Carter, previously of Pant Glas, Talerddig, near Llanbrynmair, but who now lives with a friend in Aberystwyth, admitted one charge of theft by employee, on October 13 last year, when he appeared at court this week.


“The defendant was captured on CCTV cashing up the till, when he could be seen discreetly hiding a number of notes underneath the till while carrying it,” said Mr Espie.

“The same thing happened again the next night; while carrying the till to the safe, he hid notes underneath.

“At a meeting with staff members he initially denied it, but then admitted taking the cash. He was then dismissed. He admitted taking a total of £400.”

Magistrates asked for a pre-sentence report and probation officer Julian Davies told the court: “Part of Mr Carter’s job was being entrusted with closing up and cashing up.

“He tells me he had no money issues, he was getting paid enough. He didn’t need the money, but temptation got the better of him. He didn’t think through his actions.

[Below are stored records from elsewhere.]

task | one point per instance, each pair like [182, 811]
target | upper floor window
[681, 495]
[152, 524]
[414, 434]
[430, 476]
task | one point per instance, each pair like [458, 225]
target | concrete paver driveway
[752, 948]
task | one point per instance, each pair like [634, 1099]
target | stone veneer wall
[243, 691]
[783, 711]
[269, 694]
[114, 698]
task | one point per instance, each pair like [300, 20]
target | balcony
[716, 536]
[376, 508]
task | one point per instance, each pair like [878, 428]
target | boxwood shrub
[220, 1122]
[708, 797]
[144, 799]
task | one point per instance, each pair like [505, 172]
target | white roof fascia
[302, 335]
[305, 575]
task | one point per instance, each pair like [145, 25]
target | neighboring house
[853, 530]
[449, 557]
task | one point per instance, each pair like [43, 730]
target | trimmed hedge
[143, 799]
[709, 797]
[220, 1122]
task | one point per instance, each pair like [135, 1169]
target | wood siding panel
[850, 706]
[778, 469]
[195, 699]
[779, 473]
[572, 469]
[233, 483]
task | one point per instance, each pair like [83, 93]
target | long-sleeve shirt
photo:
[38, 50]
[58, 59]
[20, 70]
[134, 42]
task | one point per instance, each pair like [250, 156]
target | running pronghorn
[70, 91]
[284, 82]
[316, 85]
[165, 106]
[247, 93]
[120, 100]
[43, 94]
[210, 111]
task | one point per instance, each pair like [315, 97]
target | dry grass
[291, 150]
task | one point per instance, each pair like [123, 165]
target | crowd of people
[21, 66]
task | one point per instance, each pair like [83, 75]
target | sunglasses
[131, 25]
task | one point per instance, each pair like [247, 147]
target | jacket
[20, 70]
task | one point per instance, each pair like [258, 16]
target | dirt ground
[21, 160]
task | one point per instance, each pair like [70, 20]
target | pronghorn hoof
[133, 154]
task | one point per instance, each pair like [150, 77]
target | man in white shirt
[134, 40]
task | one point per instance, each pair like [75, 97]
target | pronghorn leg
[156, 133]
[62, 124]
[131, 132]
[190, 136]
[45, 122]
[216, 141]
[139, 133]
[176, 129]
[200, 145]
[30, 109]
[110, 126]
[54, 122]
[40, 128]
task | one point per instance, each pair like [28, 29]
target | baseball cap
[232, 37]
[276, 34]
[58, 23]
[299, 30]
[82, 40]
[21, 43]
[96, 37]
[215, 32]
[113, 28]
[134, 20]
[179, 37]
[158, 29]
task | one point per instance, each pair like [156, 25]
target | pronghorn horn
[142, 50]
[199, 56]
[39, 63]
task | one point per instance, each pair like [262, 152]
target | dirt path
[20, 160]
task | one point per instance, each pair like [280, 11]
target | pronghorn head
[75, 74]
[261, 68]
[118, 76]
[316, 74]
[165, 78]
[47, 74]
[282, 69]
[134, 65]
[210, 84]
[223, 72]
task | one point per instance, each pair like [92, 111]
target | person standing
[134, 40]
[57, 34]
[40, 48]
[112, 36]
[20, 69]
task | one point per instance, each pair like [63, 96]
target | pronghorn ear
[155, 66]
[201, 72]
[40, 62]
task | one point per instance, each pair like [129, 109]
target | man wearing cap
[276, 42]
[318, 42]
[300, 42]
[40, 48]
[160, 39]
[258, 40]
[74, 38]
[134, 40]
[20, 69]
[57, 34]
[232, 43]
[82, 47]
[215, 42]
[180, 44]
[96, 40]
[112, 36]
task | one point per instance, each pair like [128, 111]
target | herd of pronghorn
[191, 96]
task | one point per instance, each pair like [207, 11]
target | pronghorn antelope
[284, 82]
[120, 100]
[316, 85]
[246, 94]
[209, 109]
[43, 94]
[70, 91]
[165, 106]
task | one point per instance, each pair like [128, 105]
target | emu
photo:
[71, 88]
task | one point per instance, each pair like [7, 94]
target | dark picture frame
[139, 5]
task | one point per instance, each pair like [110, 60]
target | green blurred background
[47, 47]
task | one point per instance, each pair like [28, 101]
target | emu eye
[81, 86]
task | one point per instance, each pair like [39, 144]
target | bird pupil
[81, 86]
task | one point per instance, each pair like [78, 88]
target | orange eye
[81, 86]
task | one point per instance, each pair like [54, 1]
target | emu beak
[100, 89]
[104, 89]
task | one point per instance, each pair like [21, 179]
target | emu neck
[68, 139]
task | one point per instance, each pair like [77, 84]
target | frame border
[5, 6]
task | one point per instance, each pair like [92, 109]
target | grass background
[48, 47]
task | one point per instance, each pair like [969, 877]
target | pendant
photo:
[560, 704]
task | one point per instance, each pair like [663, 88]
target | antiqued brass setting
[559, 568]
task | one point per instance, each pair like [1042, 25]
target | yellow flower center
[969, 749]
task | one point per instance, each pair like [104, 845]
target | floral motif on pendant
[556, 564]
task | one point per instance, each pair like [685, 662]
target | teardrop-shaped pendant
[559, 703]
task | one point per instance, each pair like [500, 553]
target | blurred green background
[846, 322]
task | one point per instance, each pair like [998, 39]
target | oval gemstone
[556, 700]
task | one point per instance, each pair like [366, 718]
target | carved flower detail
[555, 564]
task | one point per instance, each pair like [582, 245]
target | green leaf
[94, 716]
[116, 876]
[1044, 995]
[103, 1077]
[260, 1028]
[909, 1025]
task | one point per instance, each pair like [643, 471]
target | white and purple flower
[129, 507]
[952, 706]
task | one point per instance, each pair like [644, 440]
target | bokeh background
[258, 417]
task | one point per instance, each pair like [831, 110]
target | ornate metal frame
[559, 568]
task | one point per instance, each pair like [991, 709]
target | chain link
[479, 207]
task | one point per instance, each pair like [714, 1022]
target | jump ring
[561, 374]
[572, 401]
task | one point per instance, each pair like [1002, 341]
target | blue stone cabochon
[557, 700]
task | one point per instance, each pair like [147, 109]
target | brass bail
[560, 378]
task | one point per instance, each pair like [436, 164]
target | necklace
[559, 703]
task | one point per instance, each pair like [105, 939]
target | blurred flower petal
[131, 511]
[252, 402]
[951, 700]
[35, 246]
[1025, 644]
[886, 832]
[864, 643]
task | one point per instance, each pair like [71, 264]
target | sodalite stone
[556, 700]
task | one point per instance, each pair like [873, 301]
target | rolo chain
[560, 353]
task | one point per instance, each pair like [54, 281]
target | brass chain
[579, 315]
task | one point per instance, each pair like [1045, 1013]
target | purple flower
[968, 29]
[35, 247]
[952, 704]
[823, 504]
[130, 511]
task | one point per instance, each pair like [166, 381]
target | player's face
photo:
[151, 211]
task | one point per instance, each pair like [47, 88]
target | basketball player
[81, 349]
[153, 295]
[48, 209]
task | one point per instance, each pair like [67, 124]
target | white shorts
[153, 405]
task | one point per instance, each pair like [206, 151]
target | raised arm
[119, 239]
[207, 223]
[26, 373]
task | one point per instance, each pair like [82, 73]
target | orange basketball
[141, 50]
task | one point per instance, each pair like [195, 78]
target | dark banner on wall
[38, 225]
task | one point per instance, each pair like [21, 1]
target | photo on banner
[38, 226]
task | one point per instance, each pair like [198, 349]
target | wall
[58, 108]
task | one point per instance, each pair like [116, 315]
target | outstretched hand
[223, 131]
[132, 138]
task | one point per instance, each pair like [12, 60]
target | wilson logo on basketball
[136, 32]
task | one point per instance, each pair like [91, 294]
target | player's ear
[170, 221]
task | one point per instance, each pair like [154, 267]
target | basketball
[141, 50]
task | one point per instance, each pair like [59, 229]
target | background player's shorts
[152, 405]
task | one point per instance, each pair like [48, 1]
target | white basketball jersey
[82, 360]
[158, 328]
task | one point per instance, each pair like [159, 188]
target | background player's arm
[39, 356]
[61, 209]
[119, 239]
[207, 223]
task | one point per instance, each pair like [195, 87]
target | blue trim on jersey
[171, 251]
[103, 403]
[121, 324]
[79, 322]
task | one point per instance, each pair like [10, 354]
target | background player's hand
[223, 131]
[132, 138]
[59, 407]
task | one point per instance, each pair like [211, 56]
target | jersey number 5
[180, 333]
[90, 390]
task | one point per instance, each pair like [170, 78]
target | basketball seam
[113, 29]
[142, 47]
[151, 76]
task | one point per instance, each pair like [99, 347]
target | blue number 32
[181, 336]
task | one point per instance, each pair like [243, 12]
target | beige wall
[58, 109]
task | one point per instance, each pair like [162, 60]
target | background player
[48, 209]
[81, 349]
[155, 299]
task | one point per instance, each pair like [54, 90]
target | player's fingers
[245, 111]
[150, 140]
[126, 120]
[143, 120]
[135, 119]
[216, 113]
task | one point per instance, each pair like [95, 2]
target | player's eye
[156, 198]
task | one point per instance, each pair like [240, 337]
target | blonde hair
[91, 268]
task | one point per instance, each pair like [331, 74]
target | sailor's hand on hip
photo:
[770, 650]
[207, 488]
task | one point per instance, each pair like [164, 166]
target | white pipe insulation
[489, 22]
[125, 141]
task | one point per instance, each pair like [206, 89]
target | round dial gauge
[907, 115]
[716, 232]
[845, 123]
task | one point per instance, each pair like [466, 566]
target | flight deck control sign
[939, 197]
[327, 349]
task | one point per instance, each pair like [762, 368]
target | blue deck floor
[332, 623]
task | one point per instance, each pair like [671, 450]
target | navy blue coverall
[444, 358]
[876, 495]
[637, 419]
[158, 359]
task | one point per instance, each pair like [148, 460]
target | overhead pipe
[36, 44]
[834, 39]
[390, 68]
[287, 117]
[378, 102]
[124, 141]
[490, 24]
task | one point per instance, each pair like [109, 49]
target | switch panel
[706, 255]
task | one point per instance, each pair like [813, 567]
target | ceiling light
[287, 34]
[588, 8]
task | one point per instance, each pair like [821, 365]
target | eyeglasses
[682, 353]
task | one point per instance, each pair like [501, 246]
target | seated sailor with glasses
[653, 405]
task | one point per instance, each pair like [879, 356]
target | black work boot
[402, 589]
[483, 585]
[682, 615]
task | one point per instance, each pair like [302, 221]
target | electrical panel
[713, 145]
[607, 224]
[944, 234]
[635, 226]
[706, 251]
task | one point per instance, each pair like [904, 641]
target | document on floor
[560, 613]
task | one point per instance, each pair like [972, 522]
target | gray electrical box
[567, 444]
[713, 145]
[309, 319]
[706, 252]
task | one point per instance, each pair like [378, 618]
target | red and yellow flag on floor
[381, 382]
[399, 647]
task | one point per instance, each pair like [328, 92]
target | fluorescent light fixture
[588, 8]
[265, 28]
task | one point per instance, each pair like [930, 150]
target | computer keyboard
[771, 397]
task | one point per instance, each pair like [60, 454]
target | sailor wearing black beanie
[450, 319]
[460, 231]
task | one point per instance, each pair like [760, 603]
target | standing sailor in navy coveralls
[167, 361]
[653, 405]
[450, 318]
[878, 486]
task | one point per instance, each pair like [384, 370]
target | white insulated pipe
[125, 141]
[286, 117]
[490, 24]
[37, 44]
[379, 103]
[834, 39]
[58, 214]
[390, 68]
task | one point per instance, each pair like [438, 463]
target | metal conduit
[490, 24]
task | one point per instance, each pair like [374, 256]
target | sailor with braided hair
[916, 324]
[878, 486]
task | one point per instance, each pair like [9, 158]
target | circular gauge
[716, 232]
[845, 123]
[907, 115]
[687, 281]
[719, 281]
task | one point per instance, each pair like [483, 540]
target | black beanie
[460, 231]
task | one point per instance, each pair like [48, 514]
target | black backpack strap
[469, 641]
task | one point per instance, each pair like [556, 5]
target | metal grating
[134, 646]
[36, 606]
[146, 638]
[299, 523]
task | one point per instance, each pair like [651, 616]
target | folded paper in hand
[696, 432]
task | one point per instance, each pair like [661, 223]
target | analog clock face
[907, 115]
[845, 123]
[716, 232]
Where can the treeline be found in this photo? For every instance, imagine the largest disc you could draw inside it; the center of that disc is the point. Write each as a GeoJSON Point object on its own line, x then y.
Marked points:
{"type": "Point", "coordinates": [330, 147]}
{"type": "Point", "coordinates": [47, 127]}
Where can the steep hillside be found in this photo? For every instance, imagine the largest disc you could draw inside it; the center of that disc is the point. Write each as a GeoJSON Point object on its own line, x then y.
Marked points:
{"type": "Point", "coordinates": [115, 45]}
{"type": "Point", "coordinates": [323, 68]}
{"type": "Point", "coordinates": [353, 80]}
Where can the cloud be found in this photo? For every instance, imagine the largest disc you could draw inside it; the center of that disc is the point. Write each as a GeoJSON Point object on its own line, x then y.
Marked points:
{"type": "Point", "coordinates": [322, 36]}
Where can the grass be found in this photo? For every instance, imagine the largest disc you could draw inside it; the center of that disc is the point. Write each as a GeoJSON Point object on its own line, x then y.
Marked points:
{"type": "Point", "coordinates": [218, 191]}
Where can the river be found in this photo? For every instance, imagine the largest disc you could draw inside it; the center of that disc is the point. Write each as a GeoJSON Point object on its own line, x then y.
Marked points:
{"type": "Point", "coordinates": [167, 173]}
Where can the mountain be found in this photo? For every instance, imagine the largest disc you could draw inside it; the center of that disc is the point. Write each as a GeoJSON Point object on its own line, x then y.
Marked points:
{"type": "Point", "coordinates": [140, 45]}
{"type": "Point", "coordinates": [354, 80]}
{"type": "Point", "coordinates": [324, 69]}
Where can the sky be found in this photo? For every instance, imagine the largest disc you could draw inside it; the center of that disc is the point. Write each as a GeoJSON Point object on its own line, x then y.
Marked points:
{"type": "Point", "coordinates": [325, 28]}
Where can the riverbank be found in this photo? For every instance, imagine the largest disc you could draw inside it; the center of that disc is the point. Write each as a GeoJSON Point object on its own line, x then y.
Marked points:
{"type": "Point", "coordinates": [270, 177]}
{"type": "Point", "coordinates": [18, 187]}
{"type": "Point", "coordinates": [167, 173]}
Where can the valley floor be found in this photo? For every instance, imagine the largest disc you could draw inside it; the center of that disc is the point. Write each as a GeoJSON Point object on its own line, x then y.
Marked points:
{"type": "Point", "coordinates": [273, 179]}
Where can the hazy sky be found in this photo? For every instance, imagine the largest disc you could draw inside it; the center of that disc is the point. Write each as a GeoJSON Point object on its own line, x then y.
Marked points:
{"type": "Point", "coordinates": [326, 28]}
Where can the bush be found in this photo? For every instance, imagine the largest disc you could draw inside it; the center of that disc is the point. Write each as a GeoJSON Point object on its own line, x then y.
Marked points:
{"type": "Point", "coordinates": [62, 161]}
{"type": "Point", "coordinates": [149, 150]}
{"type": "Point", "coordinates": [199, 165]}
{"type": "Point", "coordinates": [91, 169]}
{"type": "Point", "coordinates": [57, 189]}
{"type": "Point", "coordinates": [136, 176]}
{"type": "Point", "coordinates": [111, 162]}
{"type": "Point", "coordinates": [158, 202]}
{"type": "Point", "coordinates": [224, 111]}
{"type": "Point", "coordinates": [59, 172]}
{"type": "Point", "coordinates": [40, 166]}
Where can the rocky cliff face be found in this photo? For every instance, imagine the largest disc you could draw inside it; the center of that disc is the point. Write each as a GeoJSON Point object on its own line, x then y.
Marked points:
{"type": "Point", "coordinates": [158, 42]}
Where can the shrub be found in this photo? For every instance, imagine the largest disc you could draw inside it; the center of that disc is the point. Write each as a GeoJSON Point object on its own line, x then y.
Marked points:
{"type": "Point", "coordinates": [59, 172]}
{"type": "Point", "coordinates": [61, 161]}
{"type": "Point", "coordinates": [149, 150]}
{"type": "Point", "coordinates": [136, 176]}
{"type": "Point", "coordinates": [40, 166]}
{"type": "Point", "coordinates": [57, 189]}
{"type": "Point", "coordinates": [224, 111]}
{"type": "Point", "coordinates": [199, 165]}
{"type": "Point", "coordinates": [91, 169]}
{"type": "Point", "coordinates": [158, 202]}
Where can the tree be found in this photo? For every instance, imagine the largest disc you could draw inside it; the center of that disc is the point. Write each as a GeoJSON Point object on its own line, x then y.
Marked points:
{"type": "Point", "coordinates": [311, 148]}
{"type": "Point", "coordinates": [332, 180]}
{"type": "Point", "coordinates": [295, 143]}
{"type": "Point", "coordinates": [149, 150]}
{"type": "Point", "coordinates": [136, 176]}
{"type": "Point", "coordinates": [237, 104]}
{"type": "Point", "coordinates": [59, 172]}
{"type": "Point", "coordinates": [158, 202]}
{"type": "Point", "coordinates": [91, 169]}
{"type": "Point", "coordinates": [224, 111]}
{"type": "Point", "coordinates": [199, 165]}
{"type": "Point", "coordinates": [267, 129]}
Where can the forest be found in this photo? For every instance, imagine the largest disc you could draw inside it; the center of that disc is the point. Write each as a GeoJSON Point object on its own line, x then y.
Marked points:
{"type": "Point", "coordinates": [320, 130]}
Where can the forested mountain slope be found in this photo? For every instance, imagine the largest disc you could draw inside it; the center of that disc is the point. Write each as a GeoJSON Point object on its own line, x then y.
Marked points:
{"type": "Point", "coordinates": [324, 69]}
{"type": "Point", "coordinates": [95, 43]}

“He says he has learnt his lesson. He is now jobless and he was until recently homeless.

“He was stupid and knows he let people down who trusted him.”

Representing Carter, Rob Hanratty said: “It was a low value crime, albeit it was a serious breach of trust.”

Mr Hanratty said his client is desperately searching for a job, but is currently on Universal Credit and would be able to pay any fine at a rate of £26 a month.

County Times:

Carter was given a 12-month community order by magistrates – this includes completing 120 hours of unpaid work.

He was ordered to pay back the £400 he stole from the hotel. In addition he must pay a £114 surcharge and £85 costs.

Anthony Jackson, chair of the bench, told Carter: “You’re 21, you’re very young. This is going to have a big effect on you.

“Many jobs these days have a DBS form because it involves a role in a position of trust, this could well be a bar to you being employed. Don’t let this define you.”